Should I for instance discard rows without enough counts? If so, what would be a reasonable threshold?
Edits: trying to get a dispersion plot:
The same error occurs when trying to estimate dispersion:
> dds <- estimateSizeFactors(dds)
> dds <- estimateDispersions(dds)
gene-wise dispersion estimates
mean-dispersion relationship
-- note: fitType='parametric', but the dispersion trend was not well captured by the
function: y = a/x + b, and a local regression fit was automatically substituted.
specify fitType='local' or 'mean' to avoid this message next time.
Error in lfproc(x, y, weights = weights, cens = cens, base = base, geth = geth, :
newsplit: out of vertex space
In addition: There were 12 warnings (use warnings() to see them)
This seems to prevent the generation of dispersion plots:
> plotDispEsts(dds)
Error in min(py[py > 0], na.rm = TRUE) :
invalid 'type' (list) of argument
In addition: Warning message:
In structure(x, class = unique(c("AsIs", oldClass(x)))) :
Calling 'structure(NULL, *)' is deprecated, as NULL cannot have attributes.

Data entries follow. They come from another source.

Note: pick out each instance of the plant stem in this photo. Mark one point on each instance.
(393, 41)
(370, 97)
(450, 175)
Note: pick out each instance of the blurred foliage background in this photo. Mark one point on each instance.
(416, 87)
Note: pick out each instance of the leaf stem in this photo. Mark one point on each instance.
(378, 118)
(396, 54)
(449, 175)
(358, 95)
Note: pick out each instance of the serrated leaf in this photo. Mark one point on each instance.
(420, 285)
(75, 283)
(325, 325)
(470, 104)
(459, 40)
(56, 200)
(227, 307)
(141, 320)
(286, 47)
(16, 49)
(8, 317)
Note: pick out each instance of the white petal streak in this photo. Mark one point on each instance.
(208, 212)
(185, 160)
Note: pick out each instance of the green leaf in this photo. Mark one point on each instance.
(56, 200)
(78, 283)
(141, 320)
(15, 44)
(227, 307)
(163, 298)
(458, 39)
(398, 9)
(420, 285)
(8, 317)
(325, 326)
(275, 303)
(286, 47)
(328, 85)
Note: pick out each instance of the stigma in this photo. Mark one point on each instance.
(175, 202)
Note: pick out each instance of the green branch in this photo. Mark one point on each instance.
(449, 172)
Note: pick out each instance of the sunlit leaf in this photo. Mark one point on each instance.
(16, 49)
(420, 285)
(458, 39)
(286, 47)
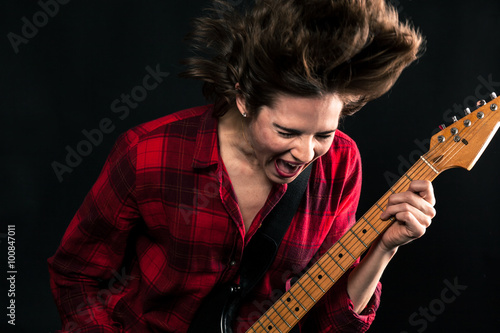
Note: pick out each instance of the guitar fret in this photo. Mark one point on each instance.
(282, 319)
(342, 268)
(364, 218)
(358, 238)
(319, 265)
(430, 165)
(295, 298)
(260, 323)
(300, 284)
(353, 257)
(274, 325)
(289, 310)
(315, 282)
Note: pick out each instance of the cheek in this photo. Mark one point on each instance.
(323, 148)
(268, 142)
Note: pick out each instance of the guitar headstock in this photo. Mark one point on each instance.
(462, 143)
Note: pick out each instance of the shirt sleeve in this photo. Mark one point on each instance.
(334, 312)
(93, 247)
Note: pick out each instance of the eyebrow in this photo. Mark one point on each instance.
(294, 131)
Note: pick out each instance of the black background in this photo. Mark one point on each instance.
(63, 80)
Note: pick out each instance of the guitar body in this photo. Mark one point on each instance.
(461, 145)
(216, 313)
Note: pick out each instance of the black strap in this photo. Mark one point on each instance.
(260, 252)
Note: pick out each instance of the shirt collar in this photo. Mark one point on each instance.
(207, 142)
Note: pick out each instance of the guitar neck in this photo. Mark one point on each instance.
(318, 279)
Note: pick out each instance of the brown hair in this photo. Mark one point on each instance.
(355, 48)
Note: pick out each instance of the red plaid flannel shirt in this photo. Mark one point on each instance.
(161, 227)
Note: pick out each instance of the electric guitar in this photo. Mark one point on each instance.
(459, 145)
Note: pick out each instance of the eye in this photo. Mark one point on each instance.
(286, 135)
(324, 137)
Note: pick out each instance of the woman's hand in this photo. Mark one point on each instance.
(413, 210)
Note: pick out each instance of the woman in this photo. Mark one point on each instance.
(180, 197)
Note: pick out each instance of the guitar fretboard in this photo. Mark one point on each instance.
(311, 286)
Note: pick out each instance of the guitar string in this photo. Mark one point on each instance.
(359, 226)
(327, 268)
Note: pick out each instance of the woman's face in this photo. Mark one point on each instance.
(292, 134)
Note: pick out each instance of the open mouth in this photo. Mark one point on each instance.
(286, 169)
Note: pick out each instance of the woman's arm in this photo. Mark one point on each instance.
(413, 211)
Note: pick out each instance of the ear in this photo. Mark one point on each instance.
(240, 104)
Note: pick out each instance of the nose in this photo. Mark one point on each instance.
(303, 150)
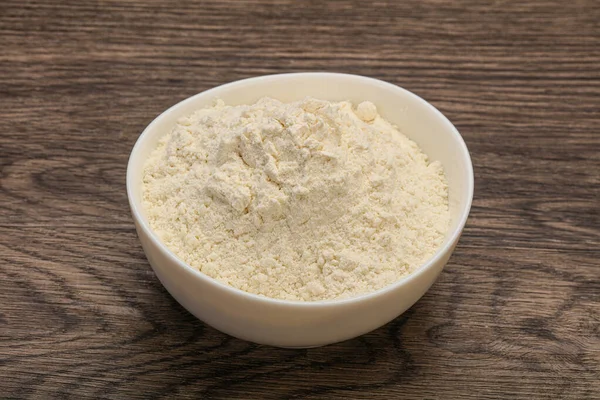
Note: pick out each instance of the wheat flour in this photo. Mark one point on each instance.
(309, 200)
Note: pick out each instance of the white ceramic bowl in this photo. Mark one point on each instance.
(307, 324)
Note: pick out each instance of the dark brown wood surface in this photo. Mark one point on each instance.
(516, 312)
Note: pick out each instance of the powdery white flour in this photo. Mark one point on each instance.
(310, 200)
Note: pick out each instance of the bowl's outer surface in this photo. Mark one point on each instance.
(297, 324)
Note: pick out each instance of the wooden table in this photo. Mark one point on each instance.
(516, 312)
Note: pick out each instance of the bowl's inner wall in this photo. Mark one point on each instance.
(414, 117)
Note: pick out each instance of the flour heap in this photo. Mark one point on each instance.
(305, 201)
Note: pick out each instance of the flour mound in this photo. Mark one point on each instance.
(309, 200)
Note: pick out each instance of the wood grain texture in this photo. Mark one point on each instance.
(516, 312)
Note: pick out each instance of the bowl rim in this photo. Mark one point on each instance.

Consider 'structure(list(), *)' instead.
Using fitType="local"
also fails:
> dds <- DESeq(dds, betaPrior=T, fitType="local")

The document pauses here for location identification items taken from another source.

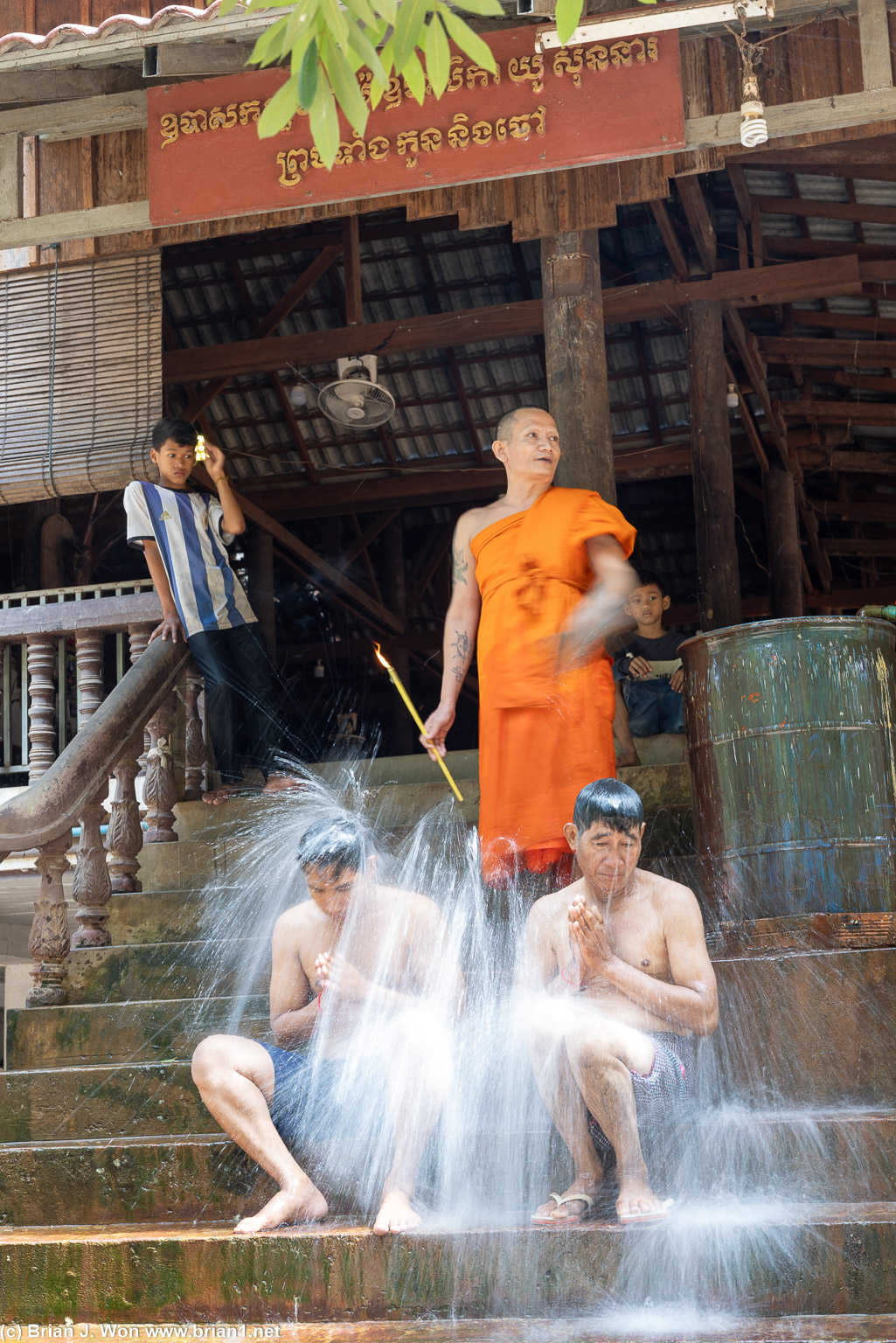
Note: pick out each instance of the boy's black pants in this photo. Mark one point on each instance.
(240, 712)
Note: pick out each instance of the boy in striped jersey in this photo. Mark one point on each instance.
(183, 533)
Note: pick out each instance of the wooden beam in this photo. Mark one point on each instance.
(267, 324)
(713, 486)
(577, 358)
(795, 118)
(873, 40)
(782, 532)
(851, 353)
(200, 59)
(698, 219)
(100, 222)
(670, 237)
(352, 265)
(78, 118)
(870, 548)
(503, 321)
(11, 176)
(838, 413)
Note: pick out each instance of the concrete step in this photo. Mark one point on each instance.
(101, 1102)
(813, 1029)
(840, 1154)
(115, 1033)
(747, 1262)
(185, 1178)
(170, 970)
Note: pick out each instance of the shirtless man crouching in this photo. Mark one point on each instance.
(622, 979)
(353, 957)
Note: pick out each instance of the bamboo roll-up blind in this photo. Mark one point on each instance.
(107, 386)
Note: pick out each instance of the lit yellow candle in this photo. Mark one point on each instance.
(400, 689)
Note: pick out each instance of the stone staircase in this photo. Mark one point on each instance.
(119, 1195)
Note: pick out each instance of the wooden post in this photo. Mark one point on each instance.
(577, 360)
(785, 556)
(403, 729)
(260, 553)
(713, 485)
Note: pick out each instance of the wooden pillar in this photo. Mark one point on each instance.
(577, 360)
(713, 485)
(785, 556)
(403, 728)
(260, 555)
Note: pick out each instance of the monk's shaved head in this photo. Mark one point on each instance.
(507, 425)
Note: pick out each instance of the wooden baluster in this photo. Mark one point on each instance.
(42, 704)
(195, 749)
(159, 784)
(49, 939)
(93, 884)
(125, 836)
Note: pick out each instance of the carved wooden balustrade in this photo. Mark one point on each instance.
(70, 789)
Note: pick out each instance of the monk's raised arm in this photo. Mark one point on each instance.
(461, 623)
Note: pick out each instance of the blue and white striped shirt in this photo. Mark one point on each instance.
(187, 528)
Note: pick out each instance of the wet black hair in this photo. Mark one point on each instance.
(335, 845)
(182, 431)
(615, 804)
(646, 578)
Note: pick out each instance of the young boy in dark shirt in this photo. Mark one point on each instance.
(183, 533)
(648, 672)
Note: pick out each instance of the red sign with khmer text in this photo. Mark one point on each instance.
(578, 105)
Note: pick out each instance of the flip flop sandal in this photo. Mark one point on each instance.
(567, 1221)
(661, 1213)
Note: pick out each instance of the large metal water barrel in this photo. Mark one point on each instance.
(791, 743)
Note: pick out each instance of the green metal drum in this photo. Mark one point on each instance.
(790, 734)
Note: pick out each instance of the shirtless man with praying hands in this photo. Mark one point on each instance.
(617, 984)
(365, 987)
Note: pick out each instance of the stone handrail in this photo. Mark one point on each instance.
(130, 728)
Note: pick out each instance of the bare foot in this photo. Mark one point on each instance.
(300, 1205)
(637, 1200)
(628, 758)
(227, 790)
(573, 1212)
(395, 1214)
(284, 783)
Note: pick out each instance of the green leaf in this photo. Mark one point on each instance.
(367, 52)
(438, 57)
(413, 72)
(378, 87)
(567, 17)
(408, 30)
(280, 109)
(468, 40)
(344, 85)
(385, 8)
(308, 77)
(336, 22)
(485, 8)
(269, 47)
(324, 122)
(362, 11)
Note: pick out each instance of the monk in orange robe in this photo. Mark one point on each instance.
(524, 574)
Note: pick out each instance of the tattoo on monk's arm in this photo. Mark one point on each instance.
(460, 564)
(462, 653)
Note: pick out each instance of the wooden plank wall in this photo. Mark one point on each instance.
(813, 60)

using pre-existing size factors
estimating dispersions
gene-wise dispersion estimates
mean-dispersion relationship
Error in lfproc(x, y, weights = weights, cens = cens, base = base, geth = geth, :
newsplit: out of vertex space
In addition: There were 12 warnings (use warnings() to see them)
But fitType="mean"
works:
> dds <- DESeq(dds, betaPrior=T, fitType="mean")
estimating size factors
estimating dispersions
gene-wise dispersion estimates
mean-dispersion relationship
final dispersion estimates
fitting model and testing
The dispersion plot then looks as follows:
What do these fitType
options mean, and are there good reasons why they would have to be changed in order to accomodate for low counts?